An anomaly is that zero is the Saint Lawrence River and the Lachine Canal, so address numbers south of the canal begin at zero at the river, then increase toward the canal, and the canal resets the address grid back to zero. Charlevoix Street crosses the canal, and Atwater Avenue formerly also did (the portion to the south has now been renamed Thomas Keefer Street); as a result, addresses south of the canal on these two streets have a leading 0 (zero) before the number to avoid repeating the same addresses that are used to the north. Therefore, 01000 Charlevoix Street is south of the canal, one block over from 1000 Hibernia; and 400 Charlevoix is north of it, one block over from 400 Lévis.

Other grid axes:
- North-south streets, east side: St-Denis 400, Atateken/Christophe-Colomb 1100, Papineau 1800, De Lorimier 2100, Pie-IX Blvd 4100, Honoré-Beaugrand 8000, St-Jean-Baptiste Blvd 12000, Rousselière 14000.
- North-south streets, west side: St-Urbain 100, Park Avenue 300, Peel 1100, Atwater 3000, Décarie 5300, Cavendish 6500, Dollard 8800, Des Sources 11800, St-Charles 17000.
- East-west streets: Notre-Dame 500, René-Lévesque Blvd 1150, Sainte-Catherine 1400, De Maisonneuve 2000, Sherbrooke 3400, Mont-Royal Avenue 4500, St-Joseph Blvd 5000, Beaubien 6500, Jean-Talon 7200, Jarry 8100, Henri-Bourassa 10700, De Salaberry 12000. Gouin Blvd, which follows the shore of Rivière des Prairies, is too crooked to have a constant grid reference.

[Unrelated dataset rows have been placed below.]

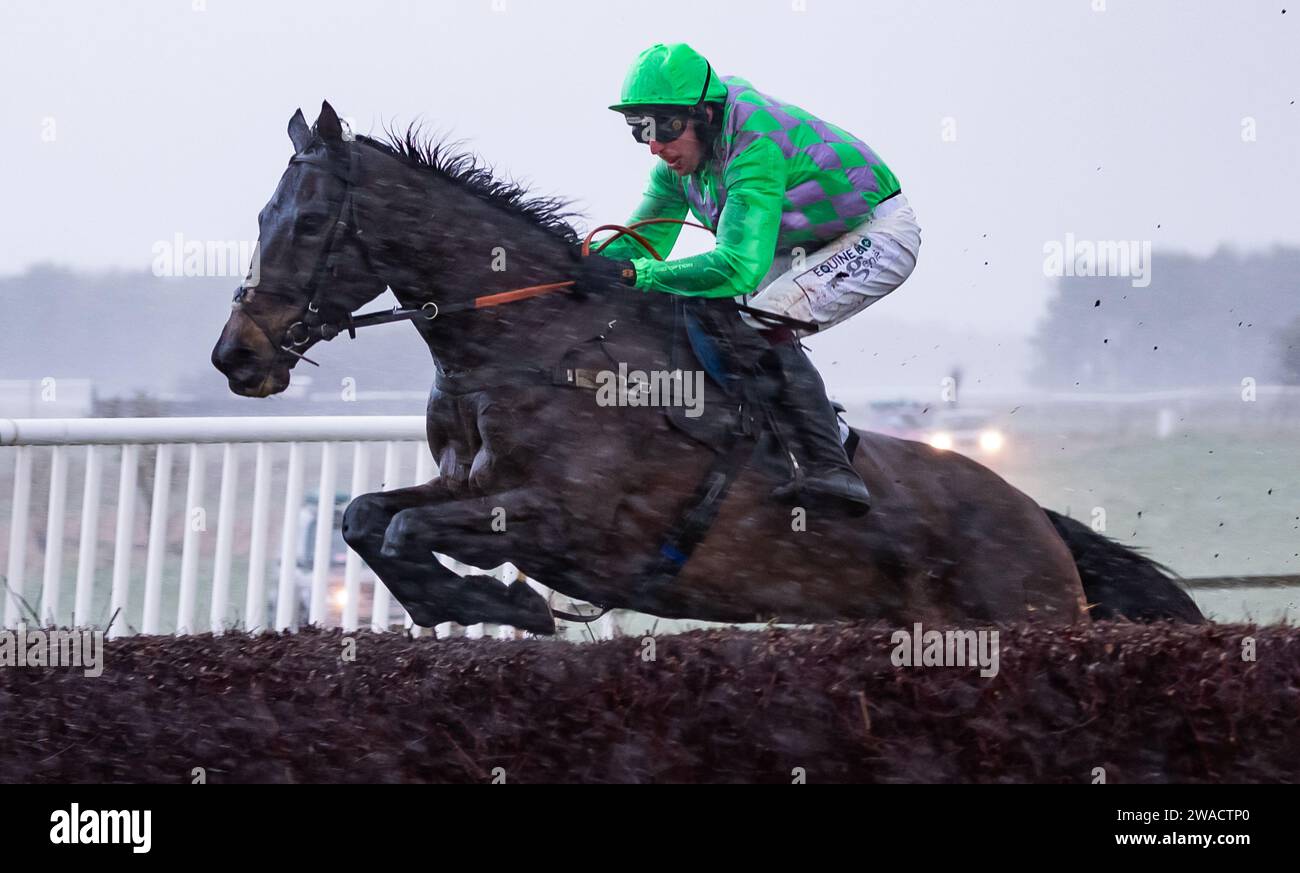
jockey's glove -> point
(596, 273)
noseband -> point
(312, 326)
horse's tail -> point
(1122, 582)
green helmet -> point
(670, 75)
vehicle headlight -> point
(991, 441)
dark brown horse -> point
(583, 495)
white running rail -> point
(281, 450)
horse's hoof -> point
(528, 609)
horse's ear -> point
(299, 133)
(328, 125)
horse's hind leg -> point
(428, 590)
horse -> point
(620, 504)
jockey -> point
(810, 224)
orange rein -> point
(620, 230)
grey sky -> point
(1100, 124)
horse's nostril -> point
(239, 363)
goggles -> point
(662, 126)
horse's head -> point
(311, 264)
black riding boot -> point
(824, 477)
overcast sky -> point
(169, 116)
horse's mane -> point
(446, 159)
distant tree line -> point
(1203, 321)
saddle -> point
(740, 430)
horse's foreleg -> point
(479, 531)
(428, 590)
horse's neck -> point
(442, 256)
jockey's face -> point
(684, 153)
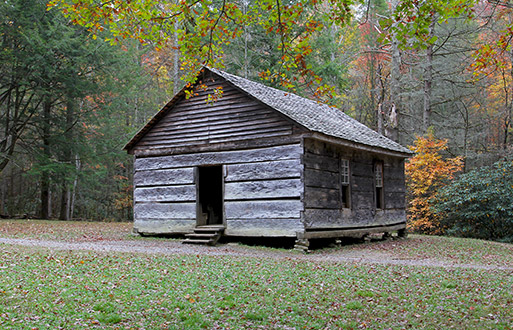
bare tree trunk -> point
(176, 62)
(380, 119)
(392, 131)
(45, 174)
(428, 80)
(68, 158)
(78, 166)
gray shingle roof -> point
(313, 115)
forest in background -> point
(71, 95)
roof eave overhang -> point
(358, 146)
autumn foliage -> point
(426, 173)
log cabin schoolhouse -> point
(261, 162)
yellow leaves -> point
(426, 172)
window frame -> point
(379, 185)
(345, 183)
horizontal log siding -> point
(233, 117)
(322, 191)
(262, 191)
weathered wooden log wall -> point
(323, 200)
(234, 117)
(262, 191)
(259, 149)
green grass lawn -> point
(44, 289)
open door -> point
(210, 195)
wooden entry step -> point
(207, 235)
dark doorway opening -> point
(210, 195)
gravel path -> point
(164, 247)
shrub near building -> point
(479, 204)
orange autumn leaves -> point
(427, 172)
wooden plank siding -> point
(322, 196)
(262, 191)
(232, 118)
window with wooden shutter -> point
(378, 174)
(345, 189)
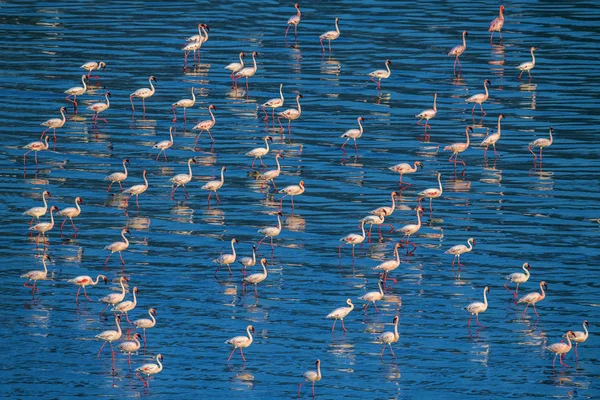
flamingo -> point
(497, 24)
(150, 369)
(459, 249)
(270, 175)
(76, 91)
(492, 139)
(206, 125)
(241, 342)
(428, 114)
(431, 193)
(541, 143)
(330, 35)
(35, 147)
(44, 227)
(270, 231)
(143, 93)
(273, 104)
(381, 74)
(292, 190)
(291, 114)
(247, 72)
(479, 98)
(145, 323)
(354, 133)
(55, 123)
(185, 104)
(404, 168)
(294, 20)
(560, 349)
(118, 247)
(458, 50)
(527, 66)
(35, 276)
(164, 145)
(372, 297)
(131, 346)
(97, 108)
(114, 298)
(37, 212)
(260, 152)
(118, 176)
(478, 307)
(311, 376)
(534, 297)
(340, 313)
(83, 281)
(183, 179)
(390, 337)
(213, 186)
(388, 266)
(235, 68)
(353, 239)
(226, 259)
(580, 337)
(518, 278)
(136, 190)
(70, 213)
(257, 278)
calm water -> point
(515, 211)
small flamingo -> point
(150, 369)
(479, 98)
(143, 93)
(183, 179)
(534, 297)
(354, 133)
(497, 24)
(136, 190)
(518, 278)
(330, 35)
(260, 152)
(76, 91)
(381, 74)
(226, 259)
(185, 104)
(241, 342)
(458, 50)
(55, 123)
(340, 313)
(291, 114)
(390, 337)
(118, 176)
(428, 114)
(294, 20)
(213, 186)
(97, 108)
(83, 281)
(118, 247)
(477, 308)
(35, 147)
(541, 143)
(206, 125)
(36, 275)
(527, 66)
(273, 104)
(70, 213)
(404, 168)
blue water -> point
(517, 211)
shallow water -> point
(516, 211)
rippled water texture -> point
(516, 211)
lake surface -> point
(517, 211)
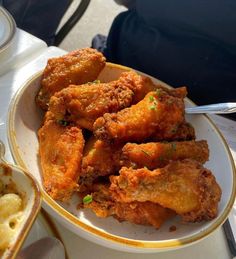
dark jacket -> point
(185, 42)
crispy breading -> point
(141, 85)
(99, 159)
(183, 186)
(60, 150)
(158, 154)
(77, 67)
(85, 103)
(158, 111)
(143, 213)
(184, 131)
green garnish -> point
(87, 199)
(96, 81)
(173, 146)
(63, 122)
(145, 152)
(152, 107)
(151, 98)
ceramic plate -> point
(18, 223)
(7, 29)
(23, 123)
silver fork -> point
(218, 108)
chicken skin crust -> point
(141, 213)
(77, 67)
(183, 186)
(85, 103)
(184, 131)
(99, 159)
(158, 111)
(158, 154)
(141, 85)
(60, 150)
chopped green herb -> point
(145, 152)
(96, 81)
(158, 92)
(153, 107)
(87, 199)
(170, 101)
(151, 98)
(63, 122)
(173, 146)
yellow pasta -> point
(10, 216)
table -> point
(214, 246)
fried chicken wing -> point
(183, 186)
(84, 104)
(158, 111)
(141, 85)
(77, 67)
(60, 150)
(99, 159)
(184, 131)
(142, 213)
(158, 154)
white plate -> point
(23, 123)
(7, 29)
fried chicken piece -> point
(99, 159)
(158, 154)
(142, 213)
(141, 85)
(157, 112)
(77, 67)
(184, 131)
(84, 104)
(60, 150)
(183, 186)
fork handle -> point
(218, 108)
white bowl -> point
(25, 185)
(23, 123)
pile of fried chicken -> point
(124, 146)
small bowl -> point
(23, 123)
(23, 184)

The grid-axis system was introduced by the City of Montreal in the mid-1920s, but was not generally adopted by neighboring towns. Most on-island suburbs or boroughs merged recently on the west side of the island still have separate numbering systems, though most streets that start in the 9 original boroughs continue the Montreal numbering beyond its old borders. The highest address in Montreal is 23000 Gouin Boulevard West in the borough of Pierrefonds, beyond which begins the separate system of Senneville.

=== Street naming ===
Most streets in Montreal do not change name throughout their course, respecting their grid axis. Streets such as Saint Laurent Boulevard, Papineau Ave., De Lorimier Ave. and Pie-IX Blvd. have a foot in both rivers, and some street names are used for more than one section of street, despite gaps or interruptions.

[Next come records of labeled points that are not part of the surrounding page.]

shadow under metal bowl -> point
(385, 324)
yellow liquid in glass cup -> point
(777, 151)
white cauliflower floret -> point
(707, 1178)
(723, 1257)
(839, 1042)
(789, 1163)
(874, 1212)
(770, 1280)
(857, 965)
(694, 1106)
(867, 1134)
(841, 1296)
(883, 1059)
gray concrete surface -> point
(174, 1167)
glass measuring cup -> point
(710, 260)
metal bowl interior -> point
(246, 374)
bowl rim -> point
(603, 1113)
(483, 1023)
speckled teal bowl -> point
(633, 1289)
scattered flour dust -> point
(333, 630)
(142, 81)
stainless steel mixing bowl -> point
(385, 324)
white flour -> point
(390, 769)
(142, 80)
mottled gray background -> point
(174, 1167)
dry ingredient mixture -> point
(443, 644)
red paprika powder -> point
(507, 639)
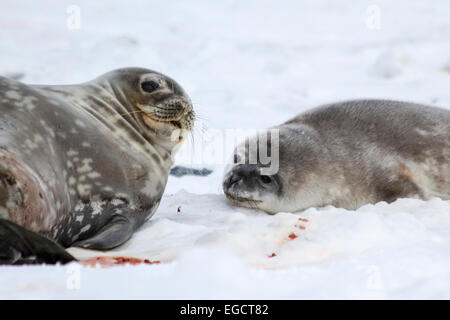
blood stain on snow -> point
(106, 261)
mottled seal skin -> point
(85, 165)
(349, 154)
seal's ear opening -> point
(149, 86)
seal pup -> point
(85, 165)
(347, 154)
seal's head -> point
(160, 108)
(271, 185)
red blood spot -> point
(105, 261)
(292, 236)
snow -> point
(248, 65)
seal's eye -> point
(266, 179)
(149, 86)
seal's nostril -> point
(233, 180)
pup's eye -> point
(149, 86)
(266, 179)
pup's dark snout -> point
(242, 172)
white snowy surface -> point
(249, 65)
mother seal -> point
(347, 154)
(85, 165)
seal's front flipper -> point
(19, 245)
(118, 230)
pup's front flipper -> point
(117, 231)
(19, 245)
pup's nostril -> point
(233, 180)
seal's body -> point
(86, 165)
(349, 154)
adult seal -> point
(347, 154)
(85, 165)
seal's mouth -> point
(151, 120)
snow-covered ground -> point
(248, 65)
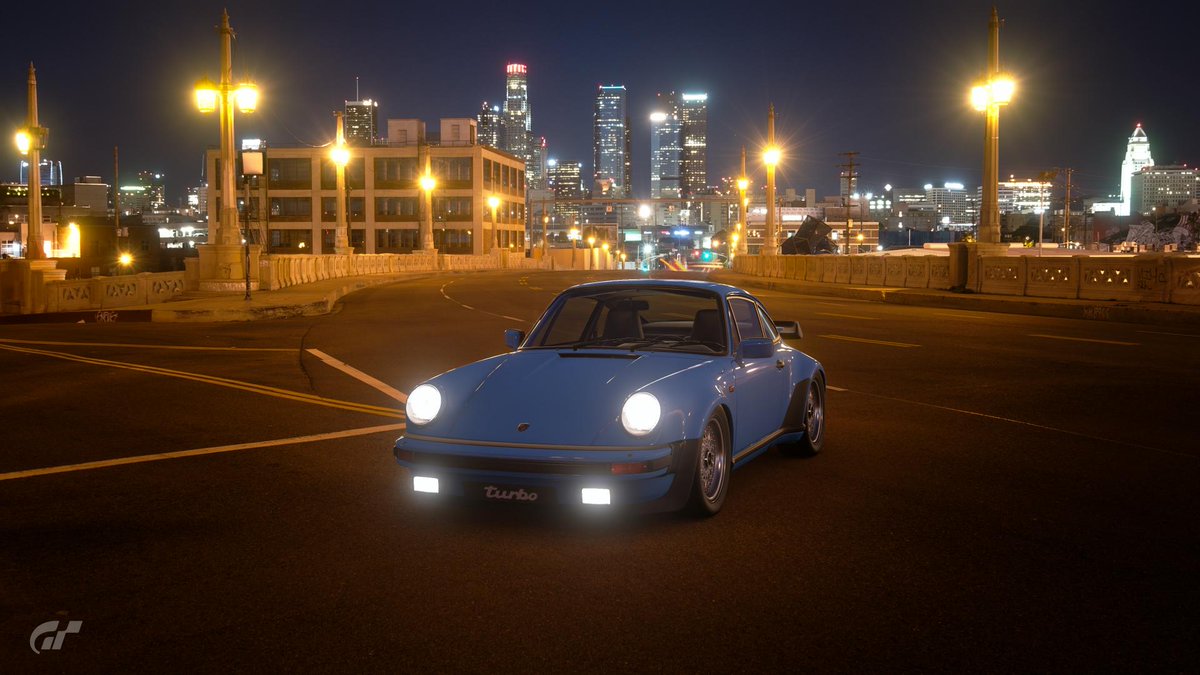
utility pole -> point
(1066, 210)
(851, 177)
(117, 201)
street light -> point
(493, 203)
(427, 184)
(341, 156)
(988, 96)
(31, 141)
(223, 97)
(771, 157)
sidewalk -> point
(1097, 310)
(307, 299)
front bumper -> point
(649, 479)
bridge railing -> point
(1155, 278)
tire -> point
(714, 464)
(814, 422)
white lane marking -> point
(179, 454)
(976, 317)
(360, 376)
(9, 340)
(849, 316)
(1175, 334)
(1086, 340)
(1035, 425)
(473, 309)
(885, 342)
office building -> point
(665, 154)
(361, 123)
(1162, 187)
(51, 174)
(516, 123)
(294, 209)
(1137, 157)
(565, 179)
(489, 125)
(694, 130)
(611, 143)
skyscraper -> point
(665, 154)
(361, 123)
(1137, 156)
(610, 142)
(489, 127)
(516, 124)
(694, 130)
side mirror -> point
(790, 329)
(757, 348)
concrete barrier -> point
(841, 269)
(1183, 275)
(940, 275)
(1051, 278)
(858, 269)
(916, 272)
(894, 272)
(875, 270)
(1002, 275)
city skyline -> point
(903, 105)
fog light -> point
(597, 496)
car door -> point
(760, 386)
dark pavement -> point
(997, 493)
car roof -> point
(723, 290)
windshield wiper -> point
(672, 341)
(597, 342)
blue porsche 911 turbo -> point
(630, 393)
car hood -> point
(564, 396)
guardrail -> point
(1145, 278)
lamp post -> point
(427, 184)
(223, 97)
(771, 156)
(493, 203)
(988, 96)
(744, 215)
(31, 141)
(251, 165)
(341, 156)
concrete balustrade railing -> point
(1157, 278)
(111, 292)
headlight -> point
(423, 404)
(640, 414)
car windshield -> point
(634, 318)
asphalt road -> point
(997, 493)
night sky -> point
(888, 79)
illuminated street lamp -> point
(493, 203)
(771, 156)
(427, 184)
(31, 141)
(988, 96)
(341, 156)
(223, 97)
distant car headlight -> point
(423, 404)
(640, 414)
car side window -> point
(768, 326)
(745, 317)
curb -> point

There are a few notable exceptions which continue for historical reasons. A few north–south streets which begin in Old Montreal change name at Saint Antoine Street (formerly Craig Street), site of the former city wall (Saint-Pierre → Bleury → Park Avenue, Bonsecours → Saint-Denis). Only one street changes name many times: McGill Street → Square-Victoria Street → Beaver Hall Hill → Frère-André Place → Phillips Place → Phillips Square → Aylmer St.

According to the rules of the Commission de toponymie du Québec, the French-language form of street names is the only official one, and is to be used in all languages: e.g. chemin de la Côte-des-Neiges; rue Sainte-Catherine; côte du Beaver Hall. Most English speakers, however, use English generic equivalents such as "street" or "road", as do English-language media such as the Montreal Gazette. Officially bilingual boroughs have the right to use such names in official contexts, such as on street signs. In the past, a number of streets had both English and French names, such as "avenue du Parc" and "Park Avenue"; "rue de la Montagne" and "Mountain Street"; "rue Saint-Jacques" and "Saint James Street". Some of these names are still in common colloquial use in English, and are perpetuated by the tourism industry. Many streets incorporate an English specific name into French, such as "chemin Queen Mary", "rue University", "avenue McGill College". There are also a few cases where two names are official, such as "chemin du Bord-du-Lac/Lakeshore Road".

In English, the pre-Francization names are still commonly used, thus, although only the French is 'official', in English one often hears names such as Park Avenue, Mountain Street, Saint Lawrence Boulevard, Pine Avenue, Saint John's Boulevard etc. Canada Post accepts the French specific with English generic, as in "de la Montagne Street" or "du Parc Avenue", although many such forms are never used in speaking. Another anomaly that typifies this kind of mixed heritage and history is René Lévesque Boulevard. Once called "Dorchester Boulevard" in its entirety, this long east–west street was renamed for Quebec former nationalist Prime Minister René Lévesque, except for sections that run through the very Anglophone city of Westmount and the separate independent city of Montreal East. However, the entire street is still sometimes referred to as "Dorchester."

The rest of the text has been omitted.